Why I Hate Haight Street

Last Friday, after ripping a hole in the last pair of pants I owned that was not already riddled with them, I decided to go to American Apparel to buy new ones. There are only three American Apparels in San Francisco, and two are in my least favorite places to be: downtown and the Marina. With my dislike of those neighborhoods providing me no other choice, I embarked on a trip to the American Apparel in the one part of the city I thought did not hate, Haight Street.
 My trip concluded within an hour, but as I got back on the 33-Stanyan to head home, too-expensive jeans in hand, I was in the foulest of moods. Not because I had just dropped serious coin on a garment I will be replacing in about four months, and not because I was offended by the smell of the bus, which I can only describe as a mix of bacon and urine.

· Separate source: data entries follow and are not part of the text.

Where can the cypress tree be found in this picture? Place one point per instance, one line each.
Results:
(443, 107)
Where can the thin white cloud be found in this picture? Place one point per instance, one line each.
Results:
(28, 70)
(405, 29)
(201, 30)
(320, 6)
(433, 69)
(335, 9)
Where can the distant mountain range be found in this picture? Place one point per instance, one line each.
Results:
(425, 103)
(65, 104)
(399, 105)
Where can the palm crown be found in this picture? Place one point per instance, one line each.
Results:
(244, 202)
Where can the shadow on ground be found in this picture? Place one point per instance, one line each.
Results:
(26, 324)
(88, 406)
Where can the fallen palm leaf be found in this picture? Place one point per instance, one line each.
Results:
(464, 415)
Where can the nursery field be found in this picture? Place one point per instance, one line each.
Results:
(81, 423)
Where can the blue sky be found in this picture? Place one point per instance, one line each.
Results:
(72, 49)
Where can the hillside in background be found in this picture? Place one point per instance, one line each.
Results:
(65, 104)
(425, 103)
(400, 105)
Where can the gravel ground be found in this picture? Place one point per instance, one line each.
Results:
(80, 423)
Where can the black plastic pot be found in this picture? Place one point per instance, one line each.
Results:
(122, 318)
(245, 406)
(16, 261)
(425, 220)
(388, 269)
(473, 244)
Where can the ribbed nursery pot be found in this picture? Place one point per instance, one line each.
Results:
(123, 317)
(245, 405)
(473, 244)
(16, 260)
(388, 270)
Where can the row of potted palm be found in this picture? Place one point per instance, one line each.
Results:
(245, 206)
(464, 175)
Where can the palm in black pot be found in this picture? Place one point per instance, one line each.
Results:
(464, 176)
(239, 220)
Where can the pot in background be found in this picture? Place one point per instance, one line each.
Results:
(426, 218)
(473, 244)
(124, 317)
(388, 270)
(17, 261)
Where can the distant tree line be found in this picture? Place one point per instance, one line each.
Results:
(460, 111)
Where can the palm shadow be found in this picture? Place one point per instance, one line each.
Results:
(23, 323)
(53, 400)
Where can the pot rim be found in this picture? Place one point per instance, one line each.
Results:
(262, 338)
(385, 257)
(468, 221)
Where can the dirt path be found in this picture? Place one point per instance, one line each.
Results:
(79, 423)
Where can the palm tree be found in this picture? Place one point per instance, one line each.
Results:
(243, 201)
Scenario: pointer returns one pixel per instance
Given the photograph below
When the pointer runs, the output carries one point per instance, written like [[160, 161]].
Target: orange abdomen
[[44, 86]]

Then it dawned upon me: I hate Haight Street. Not Haight as a whole, the street is too long and the bars and eateries in lower Haight too awesome, but the neighborhood often referred to as Haight-Ashbury or upper Haight sucks.
The street where I held the first of many jobs in San Francisco, the street where I bought my first bong, the street where I went to that really fun party that one time. I fucking hate that street. And if you do not already, maybe you will too after reading this.

Tourists. Everywhere.

I do not even understand why Haight Street is so big with tourists. There has not been anything special about Haight Ashbury for about 50 years now, yet every time I go there the streets are clogged with huge double-decker tour buses and slow moving tourists impeding the mobility of people that have somewhere to be. Unless you are into taking photos of the homeless youth that congregate in front of the Whole Foods on Stanyan, photo opportunities are virtually non-existent. Hell, the iconic Haight-Ashbury street signs are too high up to even really be visible. Thankfully the Ben and Jerry’s that sits on the corner of Haight and Ashbury has their own goofy looking, oversized street signs in the doorway so you can take pictures in front of those while their ice cream scoopers photobomb your vacation photos.

Overpriced everything.

Upper Haight is the land of overpriced wares. Looking for cheap clothes? Good luck. I saw a pair of overalls at one store being sold for $98. There is a Goodwill in the neighborhood, but I challenge you to find any other store in which the clothes are both reasonably priced and in the realm of fashionable.

If you are hungry and do not want to spend your life’s savings trying to eat, you pretty much only have the option of going to the McDonalds on Haight and Stanyan; that is if you can make it past the panhandlers and their pack of unleashed dogs, dealers offering you pretty much any drug you could ever think of, and wanna-be rappers trying to get you to purchase their mix tapes that have all claimed the steps to the McDonalds as their own. I was really excited when Burger Urge opened on the corner of Haight and Clayton because I thought it would be a cheap alternative to McDonalds, but I was so, so wrong. My excitement quickly faded when I found out that a cheeseburger, fries and a drink at Burger Urge will cost you a smooth $15.00. 

 Street Punx
 Being a “traveler” living on Haight Street seems like it would be really fun, aside from the whole not having a roof over your head thing. You get to hang out with your friends all day, harass passersby for money and cigarette butts, drink, and participate in general merrymaking. This is not a blanket request for the travelers on Haight Street to get a job or anything, if you do not want one or do not need one that is your thing. Just leave me alone and do not ask me for my hard earned pennies (which are not plentiful) or if I want to enjoy a “warm beer and a cold sleeping bag,” with you. Because I do not.

Its conflicting identities

So, am I supposed to regard upper Haight as a last bastion of the famous Summer of Love or a hip retail district? Because I cannot tell. In-between the expensive boutiques and street-wear stores, murals to people like Jimi Hendrix and Janis Joplin, and shops that literally sell nothing besides tie-dye t-shirts, it is easy for the theme of Haight Street to get confusing.
 But maybe that is the point, in 2014 we are all about being nostalgic, and maybe there is a niche market for people who want to buy a tie-dye shirt, pay homage to Jerry Garcia by eating an ice cream flavor named after him, buy weed off of a stranger, then sit down and enjoy a $15.00 hamburger. I am just not that person. And I guess I will be going to the Marina to buy pants from now on.